Microwave transmission is the transmission of information by electromagnetic waves with wavelengths in the microwave frequency range of 300MHz to 300GHz(1 m - 1 mm wavelength) of the electromagnetic spectrum. Microwave signals are normally limited to the line of sight, so long-distance transmission using these signals requires a series of repeaters forming a microwave relay network. It is possible to use microwave signals in over-the-horizon communications using tropospheric scatter, but such systems are expensive and generally used only in specialist roles.
Although an experimental 40-mile (64 km) microwave telecommunication link across the English Channel was demonstrated in 1931, the development of radar in World War II provided the technology for practical exploitation of microwave communication. During the war, the British Army introduced the Wireless Set No. 10, which used microwave relays to multiplex eight telephone channels over long distances. A link across the English Channel allowed General Bernard Montgomery to remain in continual contact with his group headquarters in London.
In the post-war era, the development of microwave technology was rapid, which led to the construction of several transcontinental microwave relay systems in North America and Europe. In addition to carrying thousands of telephone calls at a time, these networks were also used to send television signals for cross-country broadcast, and later, computer data.
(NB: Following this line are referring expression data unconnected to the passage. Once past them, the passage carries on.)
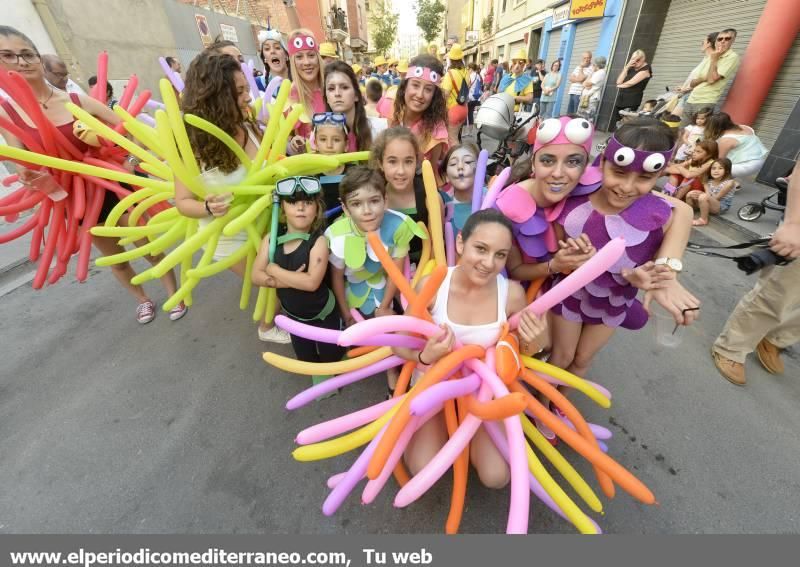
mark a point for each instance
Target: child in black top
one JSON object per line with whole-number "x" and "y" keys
{"x": 298, "y": 268}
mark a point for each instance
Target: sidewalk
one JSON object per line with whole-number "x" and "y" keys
{"x": 749, "y": 191}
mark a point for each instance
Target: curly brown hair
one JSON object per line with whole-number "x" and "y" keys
{"x": 210, "y": 93}
{"x": 436, "y": 111}
{"x": 383, "y": 139}
{"x": 361, "y": 128}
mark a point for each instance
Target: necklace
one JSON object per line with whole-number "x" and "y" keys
{"x": 44, "y": 104}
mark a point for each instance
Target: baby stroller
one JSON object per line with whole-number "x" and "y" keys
{"x": 502, "y": 132}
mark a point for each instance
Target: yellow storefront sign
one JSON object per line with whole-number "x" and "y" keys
{"x": 580, "y": 9}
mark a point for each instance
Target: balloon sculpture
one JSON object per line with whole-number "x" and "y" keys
{"x": 167, "y": 156}
{"x": 70, "y": 199}
{"x": 473, "y": 386}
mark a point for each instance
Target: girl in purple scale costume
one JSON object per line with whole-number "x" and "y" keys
{"x": 559, "y": 167}
{"x": 654, "y": 228}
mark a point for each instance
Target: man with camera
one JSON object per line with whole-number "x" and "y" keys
{"x": 767, "y": 319}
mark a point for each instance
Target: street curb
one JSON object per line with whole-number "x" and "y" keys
{"x": 11, "y": 266}
{"x": 735, "y": 226}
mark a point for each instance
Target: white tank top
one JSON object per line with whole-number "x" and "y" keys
{"x": 485, "y": 335}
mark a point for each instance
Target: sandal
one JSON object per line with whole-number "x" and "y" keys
{"x": 145, "y": 312}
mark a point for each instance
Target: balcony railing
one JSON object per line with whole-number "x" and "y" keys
{"x": 337, "y": 19}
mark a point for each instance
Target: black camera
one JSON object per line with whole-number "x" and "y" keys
{"x": 759, "y": 260}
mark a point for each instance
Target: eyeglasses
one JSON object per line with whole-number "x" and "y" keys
{"x": 11, "y": 58}
{"x": 329, "y": 118}
{"x": 288, "y": 186}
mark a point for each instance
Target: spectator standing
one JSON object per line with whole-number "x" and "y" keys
{"x": 631, "y": 82}
{"x": 767, "y": 319}
{"x": 454, "y": 81}
{"x": 712, "y": 75}
{"x": 590, "y": 96}
{"x": 57, "y": 74}
{"x": 685, "y": 89}
{"x": 475, "y": 92}
{"x": 517, "y": 83}
{"x": 174, "y": 64}
{"x": 537, "y": 74}
{"x": 550, "y": 85}
{"x": 488, "y": 76}
{"x": 576, "y": 79}
{"x": 500, "y": 72}
{"x": 738, "y": 143}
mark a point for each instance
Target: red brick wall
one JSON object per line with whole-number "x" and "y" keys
{"x": 310, "y": 18}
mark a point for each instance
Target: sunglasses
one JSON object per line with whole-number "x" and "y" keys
{"x": 288, "y": 186}
{"x": 329, "y": 118}
{"x": 11, "y": 58}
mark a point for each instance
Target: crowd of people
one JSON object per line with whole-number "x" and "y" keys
{"x": 542, "y": 226}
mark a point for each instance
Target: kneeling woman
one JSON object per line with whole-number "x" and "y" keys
{"x": 471, "y": 306}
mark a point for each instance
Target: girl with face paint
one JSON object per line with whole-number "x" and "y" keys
{"x": 458, "y": 170}
{"x": 306, "y": 68}
{"x": 275, "y": 58}
{"x": 420, "y": 106}
{"x": 623, "y": 206}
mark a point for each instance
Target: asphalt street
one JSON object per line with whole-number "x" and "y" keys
{"x": 179, "y": 427}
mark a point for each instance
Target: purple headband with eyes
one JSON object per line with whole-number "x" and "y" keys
{"x": 632, "y": 159}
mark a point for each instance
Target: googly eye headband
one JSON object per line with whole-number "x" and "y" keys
{"x": 271, "y": 35}
{"x": 424, "y": 73}
{"x": 302, "y": 43}
{"x": 631, "y": 159}
{"x": 564, "y": 130}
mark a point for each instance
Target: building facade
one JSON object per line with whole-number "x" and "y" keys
{"x": 670, "y": 32}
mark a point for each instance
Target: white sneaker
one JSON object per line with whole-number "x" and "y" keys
{"x": 274, "y": 335}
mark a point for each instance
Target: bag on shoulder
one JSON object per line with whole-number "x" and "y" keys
{"x": 463, "y": 91}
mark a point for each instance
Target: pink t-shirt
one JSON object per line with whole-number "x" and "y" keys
{"x": 438, "y": 136}
{"x": 303, "y": 126}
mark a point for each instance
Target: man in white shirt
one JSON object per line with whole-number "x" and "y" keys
{"x": 56, "y": 73}
{"x": 712, "y": 75}
{"x": 576, "y": 80}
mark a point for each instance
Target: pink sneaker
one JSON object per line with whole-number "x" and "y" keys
{"x": 178, "y": 311}
{"x": 145, "y": 312}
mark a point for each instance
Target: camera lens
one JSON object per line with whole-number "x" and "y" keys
{"x": 758, "y": 260}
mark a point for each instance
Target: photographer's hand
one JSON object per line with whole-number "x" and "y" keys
{"x": 786, "y": 240}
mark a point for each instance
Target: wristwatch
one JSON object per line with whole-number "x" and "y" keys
{"x": 673, "y": 264}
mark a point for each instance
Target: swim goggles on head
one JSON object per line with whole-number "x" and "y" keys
{"x": 288, "y": 186}
{"x": 335, "y": 118}
{"x": 329, "y": 118}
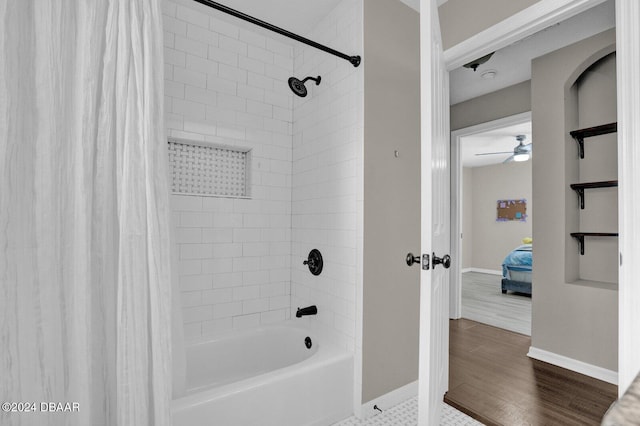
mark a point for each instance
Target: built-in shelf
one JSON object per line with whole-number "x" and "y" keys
{"x": 580, "y": 237}
{"x": 580, "y": 187}
{"x": 580, "y": 134}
Communication satellites took over the television broadcast market during the 1970s and 80s, and the introduction of long-distance fibre optic systems in the 1980s and especially 90s led to the rapid rundown of the relay networks, most of which are abandoned.
In recent years, there has been an explosive increase in use of the microwave spectrum by new telecommunication technologies such as wireless networks, and direct-broadcast satellites which broadcast television and radio directly into consumers' homes. Larger line-of-sight links are once again popular for handing connections between mobile telephone towers, although these are generally not organized into long relay chains.